Les indices de Citibank qui mesurent le comportement des données économiques par rapport aux attentes sont plus bas pour la Grande-Bretagne que pour le reste de l'Europe ou les États-Unis, ce qui suggère des vents contraires économiques croissants à venir.

UN VIRAGE POUR LE PIRE

Cela suggère que tout cycle de hausse des taux britanniques sera de courte durée. En se basant sur l'écart entre les taux d'intérêt du marché à trois ans et à un an, les stratèges de HSBC prévoient que les taux d'intérêt atteindront un pic en juin 2023, pour atteindre 2,5 %, puis des réductions de taux suivront.

"Les perspectives des consommateurs se sont fortement détériorées, car la compression des revenus réels se fait durement sentir, ce qui rendra très difficile pour la Banque d'Angleterre de proposer des taux proches de ceux qui sont fixés sur le marché des taux à terme", a déclaré HSBC.

HSBC s'attend maintenant à ce que la livre termine l'année à 1,20 $, soit environ 8 % de moins que sa prévision antérieure de 1,30 $.

Mercredi, la livre s'échangeait à 1,24 $, en baisse de près de 8 % depuis le début de l'année et non loin du plancher de mai 2020, inférieur à 1,21 $, touché à nouveau la semaine dernière.

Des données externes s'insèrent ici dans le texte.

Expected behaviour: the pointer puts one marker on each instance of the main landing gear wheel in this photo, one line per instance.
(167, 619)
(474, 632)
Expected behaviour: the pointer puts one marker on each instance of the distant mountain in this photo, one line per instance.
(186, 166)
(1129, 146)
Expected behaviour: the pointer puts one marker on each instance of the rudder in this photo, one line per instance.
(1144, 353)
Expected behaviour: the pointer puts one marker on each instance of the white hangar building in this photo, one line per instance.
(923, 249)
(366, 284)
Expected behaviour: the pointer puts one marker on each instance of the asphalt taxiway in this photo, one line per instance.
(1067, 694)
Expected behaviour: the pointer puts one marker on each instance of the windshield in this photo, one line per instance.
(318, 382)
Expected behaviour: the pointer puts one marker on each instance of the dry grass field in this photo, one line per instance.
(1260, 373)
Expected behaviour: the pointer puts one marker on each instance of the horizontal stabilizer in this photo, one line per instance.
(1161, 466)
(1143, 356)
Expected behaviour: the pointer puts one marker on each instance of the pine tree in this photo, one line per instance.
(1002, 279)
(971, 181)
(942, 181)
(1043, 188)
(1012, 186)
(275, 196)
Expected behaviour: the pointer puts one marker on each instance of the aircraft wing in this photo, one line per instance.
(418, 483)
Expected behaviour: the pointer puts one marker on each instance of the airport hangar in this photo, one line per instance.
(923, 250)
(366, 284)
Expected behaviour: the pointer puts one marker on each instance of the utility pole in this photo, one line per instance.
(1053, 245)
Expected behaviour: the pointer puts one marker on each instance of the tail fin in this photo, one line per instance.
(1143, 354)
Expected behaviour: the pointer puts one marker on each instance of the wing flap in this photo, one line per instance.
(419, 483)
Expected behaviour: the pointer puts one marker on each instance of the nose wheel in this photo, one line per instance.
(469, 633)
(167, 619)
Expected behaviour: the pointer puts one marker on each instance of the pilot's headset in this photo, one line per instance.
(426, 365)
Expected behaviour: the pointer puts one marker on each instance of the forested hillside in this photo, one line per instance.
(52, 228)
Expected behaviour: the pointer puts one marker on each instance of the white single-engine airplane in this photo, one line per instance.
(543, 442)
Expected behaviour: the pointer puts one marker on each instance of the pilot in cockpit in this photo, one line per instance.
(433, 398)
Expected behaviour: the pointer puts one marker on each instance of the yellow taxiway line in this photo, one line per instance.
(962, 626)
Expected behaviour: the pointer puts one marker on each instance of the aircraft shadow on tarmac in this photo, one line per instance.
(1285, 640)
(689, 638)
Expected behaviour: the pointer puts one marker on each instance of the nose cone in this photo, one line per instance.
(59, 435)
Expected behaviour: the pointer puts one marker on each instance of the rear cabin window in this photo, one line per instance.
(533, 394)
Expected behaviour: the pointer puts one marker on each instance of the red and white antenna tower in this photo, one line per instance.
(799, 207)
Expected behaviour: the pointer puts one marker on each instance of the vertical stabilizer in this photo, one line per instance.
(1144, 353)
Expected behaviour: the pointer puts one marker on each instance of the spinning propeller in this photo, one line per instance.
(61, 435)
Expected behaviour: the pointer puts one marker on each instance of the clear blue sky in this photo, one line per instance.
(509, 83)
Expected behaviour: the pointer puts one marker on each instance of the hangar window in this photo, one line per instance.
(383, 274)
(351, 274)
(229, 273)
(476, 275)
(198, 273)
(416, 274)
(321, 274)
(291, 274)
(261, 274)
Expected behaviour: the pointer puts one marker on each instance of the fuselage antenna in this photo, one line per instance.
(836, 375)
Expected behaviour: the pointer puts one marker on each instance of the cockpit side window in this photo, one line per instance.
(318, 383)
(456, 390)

La transformation de la monnaie britannique en enfant-vedette des risques de stagflation auxquels est confrontée l'économie mondiale a été rapide.

Début décembre, les fonds spéculatifs pariaient encore contre le dollar et favorisaient la livre. Six mois plus tard, la situation s'est complètement inversée, avec le plus gros pari court sur la livre depuis plus de 2 ans et demi. Les perspectives restent sombres. Les inversions de risque à trois mois sur la livre sterling, qui mesurent le rapport entre les options de vente et d'achat, sont à leur plus haut niveau depuis un mois, tandis que les fluctuations de prix attendues se maintiennent près des plus hauts niveaux depuis deux ans.